The Tales of the Genii | |
Author: | "Sir Charles Morell" (James Ridley) |
Country: | United Kingdom |
Language: | English |
Genre: | Fantasy |
Release Date: | 1764 |
Media Type: | Print (hardcover) |
Pages: | 2 vols. |
The Tales of the Genii: or, the Delightful Lessons of Horam, The Son of Asmar is a collection by the English author James Ridley, consisting of Oriental pastiche fantasy tales modeled on those of the Arabian Nights. The work was originally passed off as an authentic work by a Persian imam named Horam translated into English by "Sir Charles Morell, formerly ambassador from the British Settlements in India to the Great Mogul" and published by an anonymous "editor." It is the work for which Ridley is chiefly remembered.[1]
The work was first issued in shilling parts, with the full work published in two volumes in London in 1764. Further editions appeared in 1780, 1794, 1800, 1805, 1814, 1849, and 1861, the last two selected, revised, "purified and remodelled" by Archbishop Whately "with a view of developing a religious moral." Whately's reworking has been judged "far inferior." The book was translated into German in 1765-66, and French in 1766.[1]
The book consists of a dedicatory statement and an introductory note, both by an anonymous editor, a fictitious biography of its supposed author by the supposed translator, and the nine tales of the work itself, most of them subdivided into several parts. The editor, author and translator are all fictitious personae of the actual author.

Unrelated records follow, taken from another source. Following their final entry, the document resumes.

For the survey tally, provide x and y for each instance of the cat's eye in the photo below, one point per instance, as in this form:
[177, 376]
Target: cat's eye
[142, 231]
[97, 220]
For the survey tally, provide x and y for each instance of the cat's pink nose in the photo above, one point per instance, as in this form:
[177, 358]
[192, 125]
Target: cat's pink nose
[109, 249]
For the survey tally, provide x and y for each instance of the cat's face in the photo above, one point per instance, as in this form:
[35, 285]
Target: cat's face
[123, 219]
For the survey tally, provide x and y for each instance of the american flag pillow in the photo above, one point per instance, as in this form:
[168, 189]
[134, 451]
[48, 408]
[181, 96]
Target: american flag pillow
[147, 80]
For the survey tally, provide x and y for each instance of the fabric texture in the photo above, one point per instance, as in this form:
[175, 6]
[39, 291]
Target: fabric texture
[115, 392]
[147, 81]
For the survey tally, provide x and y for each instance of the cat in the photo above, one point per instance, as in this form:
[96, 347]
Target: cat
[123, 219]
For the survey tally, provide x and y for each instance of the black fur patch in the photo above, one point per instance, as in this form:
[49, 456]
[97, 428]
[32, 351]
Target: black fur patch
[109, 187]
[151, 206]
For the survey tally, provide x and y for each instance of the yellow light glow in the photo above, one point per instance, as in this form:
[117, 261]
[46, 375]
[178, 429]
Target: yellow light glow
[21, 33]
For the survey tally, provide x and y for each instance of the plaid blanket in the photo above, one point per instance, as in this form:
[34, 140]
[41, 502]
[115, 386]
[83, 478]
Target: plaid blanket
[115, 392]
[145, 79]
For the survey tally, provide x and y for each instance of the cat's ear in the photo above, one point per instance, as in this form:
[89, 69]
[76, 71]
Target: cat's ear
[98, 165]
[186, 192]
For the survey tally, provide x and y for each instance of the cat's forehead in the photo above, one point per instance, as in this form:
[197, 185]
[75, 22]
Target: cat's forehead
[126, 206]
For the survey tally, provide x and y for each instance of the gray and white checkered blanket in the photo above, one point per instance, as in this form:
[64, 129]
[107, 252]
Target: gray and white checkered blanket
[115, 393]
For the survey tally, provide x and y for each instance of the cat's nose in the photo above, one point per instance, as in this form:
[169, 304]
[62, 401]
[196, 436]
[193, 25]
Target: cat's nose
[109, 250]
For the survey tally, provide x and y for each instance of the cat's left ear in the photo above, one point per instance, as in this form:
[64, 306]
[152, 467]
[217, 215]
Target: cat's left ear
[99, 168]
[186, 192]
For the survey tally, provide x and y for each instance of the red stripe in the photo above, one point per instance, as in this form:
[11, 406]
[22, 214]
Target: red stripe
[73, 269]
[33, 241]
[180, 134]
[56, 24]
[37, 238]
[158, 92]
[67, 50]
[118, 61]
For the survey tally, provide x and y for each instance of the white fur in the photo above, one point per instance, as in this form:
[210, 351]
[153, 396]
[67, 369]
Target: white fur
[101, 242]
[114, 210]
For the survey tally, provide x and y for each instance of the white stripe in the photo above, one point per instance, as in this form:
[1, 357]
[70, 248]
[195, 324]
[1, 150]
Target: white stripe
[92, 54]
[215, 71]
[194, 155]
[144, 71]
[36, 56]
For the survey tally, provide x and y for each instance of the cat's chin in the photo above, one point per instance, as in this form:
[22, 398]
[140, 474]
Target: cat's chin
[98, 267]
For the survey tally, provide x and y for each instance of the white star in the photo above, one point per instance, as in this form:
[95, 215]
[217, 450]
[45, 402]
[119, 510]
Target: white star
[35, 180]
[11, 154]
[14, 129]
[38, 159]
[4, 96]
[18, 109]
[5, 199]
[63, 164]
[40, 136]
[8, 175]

In own time and after, Ridley's book was popular, and was compared to Samuel Johnson's Rasselas. Thomas Seccombe calls "the stories ... good in themselves; they are interspersed with some satire upon the professions of so-called Christians; and, for the rest, are skilfully modelled upon the 'Arabian Nights'."[1]
John Beer, in the introduction to the 1975 Everyman edition of Samuel Taylor Coleridge's Poems (p. vi), notes the influence of several of Ridley's tales on Kubla Khan.
John Martin's painting Sadak in Search of the Waters of Oblivion (1812) is based on the eighth tale.[2]
Seccombe notes of Ridley's tales that "[t]heir popularity among children outlasted the eighteenth century," as attested by Misnar, a juvenile play written by Charles Dickens based on the sixth tale about 1822.[1]
As late as 1970 editor Lin Carter included the first tale in his pioneering anthology of classic fantasy Golden Cities, Far, twenty-second volume in the Ballantine Adult Fantasy series.